3. Prefix caching hierarchy with well-tested variants for different use cases

So it's a 3-tier architecture. The biggest difference with Dynamo is that llm-d is using the inference gateway extension - https://github.com/kubernetes-sigs/gateway-api-inference-ext... - which brings Kubernetes owned APIs for managing model routing, request priority and flow control, LoRA support etc.

rdli•9mo ago
I would think that that the NVidia Dynamo SDK (pipelines) is a big difference as well (https://github.com/ai-dynamo/dynamo/tree/main/deploy/sdk/doc...), or am I missing something?
smarterclayton•9mo ago
That's a good example - I can at least answer about why it's a difference: different target user.

As I understand the Dynamo SDK it is about simplifying and helping someone get started with Dynamo on Kubernetes.

From the user set we work with (large inference deployers) that is not a high priority - they already have mature deployment opinions or a set of tools that would not compose well with something like the Dynamo SDK. Their comfort level with Kubernetes is moderate to high - either they use Kubernetes for high scale training and batch, or they are deploying to many different providers in order to get enough capacity and need a standard orchestration solution.

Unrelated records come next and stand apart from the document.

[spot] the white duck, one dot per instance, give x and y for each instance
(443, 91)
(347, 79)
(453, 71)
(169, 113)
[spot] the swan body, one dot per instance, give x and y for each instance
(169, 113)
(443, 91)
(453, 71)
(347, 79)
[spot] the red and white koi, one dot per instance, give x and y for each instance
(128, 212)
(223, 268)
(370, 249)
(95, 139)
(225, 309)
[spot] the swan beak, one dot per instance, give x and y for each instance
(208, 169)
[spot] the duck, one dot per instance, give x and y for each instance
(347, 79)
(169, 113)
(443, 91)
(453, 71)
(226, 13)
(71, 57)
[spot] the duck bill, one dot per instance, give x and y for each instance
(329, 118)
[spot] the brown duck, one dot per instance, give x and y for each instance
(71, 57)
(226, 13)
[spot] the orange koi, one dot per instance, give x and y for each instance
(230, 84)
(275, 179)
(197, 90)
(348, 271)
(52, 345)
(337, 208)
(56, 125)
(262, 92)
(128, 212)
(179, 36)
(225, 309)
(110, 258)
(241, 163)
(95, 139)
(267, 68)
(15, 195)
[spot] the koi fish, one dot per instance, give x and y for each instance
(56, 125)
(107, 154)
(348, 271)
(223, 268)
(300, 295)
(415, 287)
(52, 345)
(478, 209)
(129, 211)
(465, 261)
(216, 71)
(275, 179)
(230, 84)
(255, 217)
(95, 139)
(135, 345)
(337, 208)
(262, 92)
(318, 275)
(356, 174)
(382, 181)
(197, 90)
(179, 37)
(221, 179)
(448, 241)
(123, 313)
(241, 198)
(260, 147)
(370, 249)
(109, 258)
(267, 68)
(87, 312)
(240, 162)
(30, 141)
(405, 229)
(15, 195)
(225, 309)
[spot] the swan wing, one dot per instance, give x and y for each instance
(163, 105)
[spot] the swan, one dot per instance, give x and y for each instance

llm-d focuses on helping achieve efficiency dynamically at runtime based on changing traffic or workload on Kubernetes - some of the things the Dynamo SDK encodes are static and upfront and would conflict with that objective. Also, large deployers with serving typically have significant batch and training and they are looking to maximize capacity use without impacting their prod serving. That requires the orchestrator to know about both workloads at some level - which Dynamo SDK would make more difficult.

rdli•9mo ago
In this analogy, Dynamo is most definitely not like Django. It includes inference aware routing, KV caching, etc. -- all the stuff you would need to run a modern SOTA inference stack.
qntty•9mo ago
You're right, I was confusing TensorRT with Dynamo. It looks like the relationship between Dynamo and vLLM is actually the opposite of what I was thinking -- Dynamo can use vLLM as a backend rather than vice versa.
Kemschumam•9mo ago
What would be the benefit of this project over hosting VLLM in Ray?